Battle of Malacca (1534)
| Date | May 1534 |
| Location | Malacca, Malaysia |
| Result | Johor victory |

Belligerents
- Portuguese Empire: Sultanate of Johor

Commanders and leaders
- D. Paulo da Gama (DOW): Lacxemena

Strength
- 9 or 15 ships: 70 ships

Casualties and losses
- 30 killed The rest were all wounded: Heavy

= Battle of Malacca (1534) =

The Battle of Malacca took place in 1534 between Johor and the Portuguese navy. The battle ended in favor of the Johorese, as they defeated the Portuguese near Malacca, but a strong wind saved the Portuguese from destruction.

==Battle==
In 1534, the Portuguese governor of Malacca, Dom Paulo da Gama, dispatched 5 men led by Sebastian Vieyra to the Johorese Sultan, Alauddin Riayat Shah II, to establish friendly relations with them. However, the Johorese Sultan, instigated by the Acehnese, had those men surrounded, poured with boiling water until they died, and had the corpses of those men devoured by wild beasts. Enraged by this brutality, the Portuguese dispatched a naval expedition for retaliation. Hearing that some Johorese ships were in Muar River, Paulo dispatched a vessel to confirm this; however, the boat returned being chased to Malacca by 10 ships of Lacxemena who his uncle had sent to assist the Johorese Sultan with 70 vessels. Instantly Paulo set out with 9 or 15 ships to meet the Johorese. The Johorese turned their backs when the Portuguese approached them, not knowing they would fall into a trap. Both sides fought a terrible and bloody battle, the Portuguese showed bravery during the fight, killing many of the Johorese. Almost all Portuguese were killed or badly wounded in the end, and Paulo da Gama was fatally injured and died in Malacca later.
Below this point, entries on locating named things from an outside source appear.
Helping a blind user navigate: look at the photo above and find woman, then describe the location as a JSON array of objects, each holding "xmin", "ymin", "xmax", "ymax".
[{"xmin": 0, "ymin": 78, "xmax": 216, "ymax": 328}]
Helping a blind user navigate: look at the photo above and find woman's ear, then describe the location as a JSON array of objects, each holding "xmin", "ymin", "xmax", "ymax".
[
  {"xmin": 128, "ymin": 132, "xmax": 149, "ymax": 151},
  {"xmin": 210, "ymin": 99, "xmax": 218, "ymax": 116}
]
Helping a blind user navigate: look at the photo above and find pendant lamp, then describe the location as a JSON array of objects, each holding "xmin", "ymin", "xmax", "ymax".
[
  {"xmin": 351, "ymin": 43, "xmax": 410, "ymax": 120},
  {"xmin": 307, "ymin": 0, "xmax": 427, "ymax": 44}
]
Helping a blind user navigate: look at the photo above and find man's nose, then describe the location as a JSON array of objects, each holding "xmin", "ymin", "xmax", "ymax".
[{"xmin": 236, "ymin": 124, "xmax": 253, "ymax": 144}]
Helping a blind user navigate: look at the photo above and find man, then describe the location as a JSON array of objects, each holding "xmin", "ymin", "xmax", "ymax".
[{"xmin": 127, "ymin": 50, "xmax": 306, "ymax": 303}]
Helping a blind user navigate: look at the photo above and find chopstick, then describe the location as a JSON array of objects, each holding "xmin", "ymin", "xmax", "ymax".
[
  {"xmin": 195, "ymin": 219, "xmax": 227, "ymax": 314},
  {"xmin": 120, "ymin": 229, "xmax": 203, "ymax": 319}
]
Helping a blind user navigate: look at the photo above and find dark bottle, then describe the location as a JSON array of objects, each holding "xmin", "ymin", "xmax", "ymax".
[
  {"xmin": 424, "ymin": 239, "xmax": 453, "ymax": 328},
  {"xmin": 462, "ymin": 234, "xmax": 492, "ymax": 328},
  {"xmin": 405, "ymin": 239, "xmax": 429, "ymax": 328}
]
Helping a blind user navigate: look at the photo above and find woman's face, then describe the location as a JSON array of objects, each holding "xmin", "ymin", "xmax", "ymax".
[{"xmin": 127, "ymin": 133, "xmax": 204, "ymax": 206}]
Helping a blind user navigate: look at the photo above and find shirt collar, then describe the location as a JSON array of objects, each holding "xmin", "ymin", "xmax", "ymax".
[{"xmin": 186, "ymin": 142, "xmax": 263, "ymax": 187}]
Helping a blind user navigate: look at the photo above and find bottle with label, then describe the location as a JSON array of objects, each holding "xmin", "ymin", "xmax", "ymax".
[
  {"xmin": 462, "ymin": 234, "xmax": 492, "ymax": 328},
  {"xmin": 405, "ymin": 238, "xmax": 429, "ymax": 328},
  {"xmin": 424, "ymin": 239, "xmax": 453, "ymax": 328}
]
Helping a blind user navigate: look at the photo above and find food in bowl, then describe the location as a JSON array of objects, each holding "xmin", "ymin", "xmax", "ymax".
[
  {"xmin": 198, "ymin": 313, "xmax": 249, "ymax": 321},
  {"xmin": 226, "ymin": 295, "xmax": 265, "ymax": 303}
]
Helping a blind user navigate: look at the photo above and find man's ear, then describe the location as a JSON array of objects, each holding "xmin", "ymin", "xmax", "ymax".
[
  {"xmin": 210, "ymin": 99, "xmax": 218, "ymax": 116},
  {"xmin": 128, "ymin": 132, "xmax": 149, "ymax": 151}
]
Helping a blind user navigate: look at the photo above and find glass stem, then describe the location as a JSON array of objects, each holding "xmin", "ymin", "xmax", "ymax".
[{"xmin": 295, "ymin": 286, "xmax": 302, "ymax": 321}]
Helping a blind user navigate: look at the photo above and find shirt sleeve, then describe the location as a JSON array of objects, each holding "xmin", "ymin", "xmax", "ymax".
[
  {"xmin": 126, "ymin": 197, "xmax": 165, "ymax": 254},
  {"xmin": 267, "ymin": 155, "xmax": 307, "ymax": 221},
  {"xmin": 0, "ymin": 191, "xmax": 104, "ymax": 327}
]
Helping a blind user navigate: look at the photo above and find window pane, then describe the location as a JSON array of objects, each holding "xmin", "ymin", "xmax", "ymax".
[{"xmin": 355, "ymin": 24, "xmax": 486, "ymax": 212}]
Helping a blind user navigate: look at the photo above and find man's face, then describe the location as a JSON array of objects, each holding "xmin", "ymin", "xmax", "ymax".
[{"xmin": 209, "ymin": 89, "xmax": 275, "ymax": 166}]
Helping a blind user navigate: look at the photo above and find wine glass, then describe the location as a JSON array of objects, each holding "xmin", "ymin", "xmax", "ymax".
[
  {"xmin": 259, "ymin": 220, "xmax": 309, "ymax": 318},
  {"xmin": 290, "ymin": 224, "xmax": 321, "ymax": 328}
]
Only a strong wind that caused the Johorese fleet to retreat saved the Portuguese from annihilation. They suffered 30 killed and the rest were all wounded.
The Memory of the heroic battle was recorded in Malay songs which the Portuguese historian, Diogo do Couto, recorded:

Captain Dom Paulo, baparam de Pungor — Anga dia matu, sita pa tau dor

Captain Dom Paulo fought at Pungor — Instead of giving ground, he preferred to die

==Sources==
- Frederick Charles Danvers (1894), The Portuguese in India, Being a History of the Rise and Decline of Their Eastern Empire. Vol I.
- Manuel de Faria e Sousa (1695), Portugues Asia, or, the History of the discovery and conquest of India by the Portuguese.
- António Dinis da Cruz e Silva (1817), Poesias, Na arcadia de Lisboa Elpino Nonacriense.
- Georg Schurhammer (1980), Francis Xavier: His Life, his times - vol. 3: Indonesia and India, 1545–1549.